EmboFlow/design/03-workflows/workflow-execution-model.md
2026-03-27 11:09:02 +08:00

415 lines
12 KiB
Markdown

# EmboFlow Workflow Execution Model
## Goal
Define how EmboFlow represents, validates, executes, and observes canvas workflows.
The workflow system is the product core. The canvas is only the editing surface. The real system of record is the versioned workflow definition and its immutable run snapshots.
## Core Objects
- `WorkflowDefinition`
Logical workflow identity under a project
- `WorkflowVersion`
Immutable snapshot of nodes, edges, runtime defaults, and plugin references
- `NodeInstance`
Concrete node on a workflow graph
- `WorkflowRun`
One execution of one workflow version
- `RunTask`
Executable unit derived from a node during one run
- `Artifact`
Managed output from a task or run
## Workflow Layers
Each workflow version contains three layers.
### Visual Layer
Used only by the editor:
- node positions
- collapsed state
- groups
- zoom defaults
- viewport metadata
### Logic Layer
Used for graph semantics:
- nodes
- edges
- input/output ports
- branch conditions
- merge semantics
- dependency graph
### Runtime Layer
Used for execution:
- node config values
- executor settings
- runtime resource limits
- retry policy
- code hooks
- cache policy
Visual changes must not change workflow semantics. Runtime changes must produce a new workflow version.

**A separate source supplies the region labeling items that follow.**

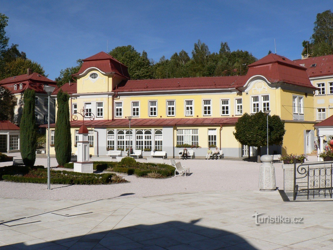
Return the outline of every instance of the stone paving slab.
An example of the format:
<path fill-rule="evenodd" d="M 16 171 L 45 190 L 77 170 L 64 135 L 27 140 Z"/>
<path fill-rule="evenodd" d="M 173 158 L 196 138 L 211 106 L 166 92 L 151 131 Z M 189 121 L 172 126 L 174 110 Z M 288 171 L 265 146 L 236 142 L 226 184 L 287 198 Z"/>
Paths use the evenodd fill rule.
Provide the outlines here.
<path fill-rule="evenodd" d="M 0 198 L 0 220 L 12 219 L 18 211 L 31 216 L 26 224 L 8 226 L 0 222 L 0 248 L 333 249 L 331 206 L 325 201 L 284 202 L 277 191 L 186 192 L 95 201 Z M 55 208 L 64 209 L 60 211 L 65 215 L 72 213 L 55 214 Z M 258 225 L 255 211 L 265 213 L 262 216 L 304 217 L 304 221 Z"/>

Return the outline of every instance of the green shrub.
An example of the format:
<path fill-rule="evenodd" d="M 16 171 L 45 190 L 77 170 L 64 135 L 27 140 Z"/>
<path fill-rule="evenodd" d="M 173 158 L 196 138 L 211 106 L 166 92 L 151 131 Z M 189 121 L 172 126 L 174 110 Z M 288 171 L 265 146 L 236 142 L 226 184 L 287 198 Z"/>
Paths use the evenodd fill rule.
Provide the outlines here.
<path fill-rule="evenodd" d="M 134 173 L 134 170 L 133 168 L 129 168 L 127 169 L 127 174 L 129 175 L 132 175 Z"/>
<path fill-rule="evenodd" d="M 131 157 L 125 157 L 122 159 L 120 164 L 127 167 L 133 167 L 137 165 L 137 162 Z"/>

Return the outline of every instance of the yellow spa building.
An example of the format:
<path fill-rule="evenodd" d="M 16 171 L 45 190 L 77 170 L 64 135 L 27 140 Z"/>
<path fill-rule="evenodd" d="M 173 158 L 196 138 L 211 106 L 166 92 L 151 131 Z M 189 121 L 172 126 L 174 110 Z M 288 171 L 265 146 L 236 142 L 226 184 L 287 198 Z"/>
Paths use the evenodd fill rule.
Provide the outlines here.
<path fill-rule="evenodd" d="M 249 149 L 234 137 L 235 123 L 245 112 L 268 109 L 285 121 L 286 130 L 283 145 L 270 146 L 270 154 L 314 149 L 316 114 L 308 107 L 313 107 L 317 88 L 306 67 L 284 57 L 269 54 L 248 65 L 245 76 L 142 80 L 130 80 L 127 67 L 104 52 L 83 61 L 75 76 L 77 82 L 53 94 L 55 98 L 61 89 L 70 96 L 73 153 L 83 124 L 79 115 L 75 120 L 75 114 L 81 109 L 94 117 L 84 121 L 93 155 L 124 150 L 130 143 L 135 149 L 162 150 L 173 158 L 182 148 L 176 146 L 186 144 L 201 147 L 193 149 L 196 156 L 205 156 L 214 145 L 225 157 L 241 157 Z M 54 127 L 51 124 L 51 154 Z"/>

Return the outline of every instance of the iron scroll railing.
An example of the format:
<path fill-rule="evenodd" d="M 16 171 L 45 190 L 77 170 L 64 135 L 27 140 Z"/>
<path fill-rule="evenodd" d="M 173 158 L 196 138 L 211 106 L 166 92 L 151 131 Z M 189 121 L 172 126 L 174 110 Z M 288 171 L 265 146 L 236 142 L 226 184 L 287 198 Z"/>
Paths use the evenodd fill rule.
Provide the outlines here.
<path fill-rule="evenodd" d="M 296 164 L 294 163 L 293 200 L 298 194 L 308 200 L 321 195 L 332 198 L 333 161 Z"/>

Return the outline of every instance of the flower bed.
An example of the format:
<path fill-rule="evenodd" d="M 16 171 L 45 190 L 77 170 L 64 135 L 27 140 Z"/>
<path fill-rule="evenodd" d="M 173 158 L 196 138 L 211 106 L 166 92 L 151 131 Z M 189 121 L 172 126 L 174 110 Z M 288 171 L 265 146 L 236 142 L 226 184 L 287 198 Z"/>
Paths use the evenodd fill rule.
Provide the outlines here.
<path fill-rule="evenodd" d="M 34 166 L 32 168 L 25 166 L 8 166 L 0 168 L 0 169 L 1 170 L 0 171 L 0 180 L 16 182 L 47 182 L 47 169 L 44 168 L 44 166 Z M 51 173 L 51 183 L 52 184 L 111 184 L 127 181 L 115 174 L 111 173 L 96 174 L 52 171 Z"/>
<path fill-rule="evenodd" d="M 66 163 L 64 167 L 73 168 L 74 164 Z M 120 162 L 95 161 L 93 167 L 100 171 L 134 174 L 138 176 L 152 178 L 165 178 L 172 176 L 174 173 L 174 168 L 170 165 L 139 162 L 130 157 L 123 158 Z"/>

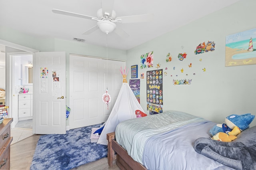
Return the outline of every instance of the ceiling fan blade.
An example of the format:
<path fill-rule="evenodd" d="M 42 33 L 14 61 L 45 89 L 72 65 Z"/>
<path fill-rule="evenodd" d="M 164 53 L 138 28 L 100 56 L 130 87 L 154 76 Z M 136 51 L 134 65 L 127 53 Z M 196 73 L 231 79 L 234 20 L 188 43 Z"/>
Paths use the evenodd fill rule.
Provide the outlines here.
<path fill-rule="evenodd" d="M 98 28 L 99 28 L 97 26 L 95 26 L 94 27 L 91 28 L 89 29 L 89 30 L 87 30 L 86 31 L 83 33 L 83 34 L 89 35 L 90 34 L 92 33 L 93 32 L 96 31 Z"/>
<path fill-rule="evenodd" d="M 116 28 L 114 31 L 122 38 L 127 38 L 130 36 L 124 31 L 118 27 Z"/>
<path fill-rule="evenodd" d="M 105 12 L 109 14 L 109 16 L 112 16 L 112 11 L 114 7 L 114 0 L 102 0 L 101 6 L 103 15 Z"/>
<path fill-rule="evenodd" d="M 74 12 L 62 11 L 62 10 L 56 10 L 56 9 L 52 9 L 52 11 L 53 13 L 54 13 L 55 14 L 68 15 L 69 16 L 74 16 L 75 17 L 80 17 L 82 18 L 89 19 L 89 20 L 91 20 L 92 18 L 95 18 L 96 20 L 98 19 L 96 17 L 94 17 L 93 16 L 90 16 L 79 14 L 74 13 Z"/>
<path fill-rule="evenodd" d="M 143 22 L 152 21 L 154 15 L 152 14 L 146 14 L 116 17 L 116 20 L 120 19 L 122 20 L 121 22 L 122 23 Z"/>

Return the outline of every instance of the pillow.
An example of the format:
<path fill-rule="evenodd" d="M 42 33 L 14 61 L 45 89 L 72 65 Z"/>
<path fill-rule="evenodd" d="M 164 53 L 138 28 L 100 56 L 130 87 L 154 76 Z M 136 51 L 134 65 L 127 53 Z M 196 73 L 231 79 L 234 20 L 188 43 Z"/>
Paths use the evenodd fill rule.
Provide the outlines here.
<path fill-rule="evenodd" d="M 231 142 L 198 138 L 194 147 L 197 152 L 234 169 L 256 169 L 256 126 L 244 130 Z"/>
<path fill-rule="evenodd" d="M 99 129 L 96 130 L 95 132 L 94 132 L 93 133 L 93 134 L 95 134 L 96 133 L 98 133 L 99 135 L 100 135 L 101 134 L 101 132 L 102 132 L 102 130 L 103 130 L 103 128 L 104 128 L 104 126 L 102 126 L 102 127 L 101 127 Z"/>

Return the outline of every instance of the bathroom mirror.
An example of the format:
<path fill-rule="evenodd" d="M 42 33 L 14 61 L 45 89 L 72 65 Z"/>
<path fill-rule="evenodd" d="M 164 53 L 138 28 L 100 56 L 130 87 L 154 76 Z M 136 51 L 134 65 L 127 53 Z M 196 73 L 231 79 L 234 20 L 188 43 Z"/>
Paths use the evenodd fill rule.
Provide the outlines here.
<path fill-rule="evenodd" d="M 33 85 L 33 69 L 29 66 L 28 65 L 22 65 L 22 85 Z"/>

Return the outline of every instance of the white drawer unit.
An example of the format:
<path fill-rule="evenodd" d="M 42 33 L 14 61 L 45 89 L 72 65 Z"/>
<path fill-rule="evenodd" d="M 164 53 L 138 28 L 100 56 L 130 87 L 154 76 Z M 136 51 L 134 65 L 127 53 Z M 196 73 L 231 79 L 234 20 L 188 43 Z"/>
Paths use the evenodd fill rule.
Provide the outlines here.
<path fill-rule="evenodd" d="M 30 108 L 19 109 L 18 113 L 19 118 L 30 116 Z"/>
<path fill-rule="evenodd" d="M 21 94 L 18 96 L 18 116 L 19 121 L 32 119 L 31 94 Z"/>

The current V1 editor implementation keeps a mutable local draft that is initialized from the latest saved workflow version. Saving the draft creates a new immutable workflow version. Triggering a run from a dirty draft first saves a fresh workflow version, then creates the run from that saved snapshot. The V1 editor also requires binding at least one project asset before run creation, and the selected asset ids are persisted with the run snapshot.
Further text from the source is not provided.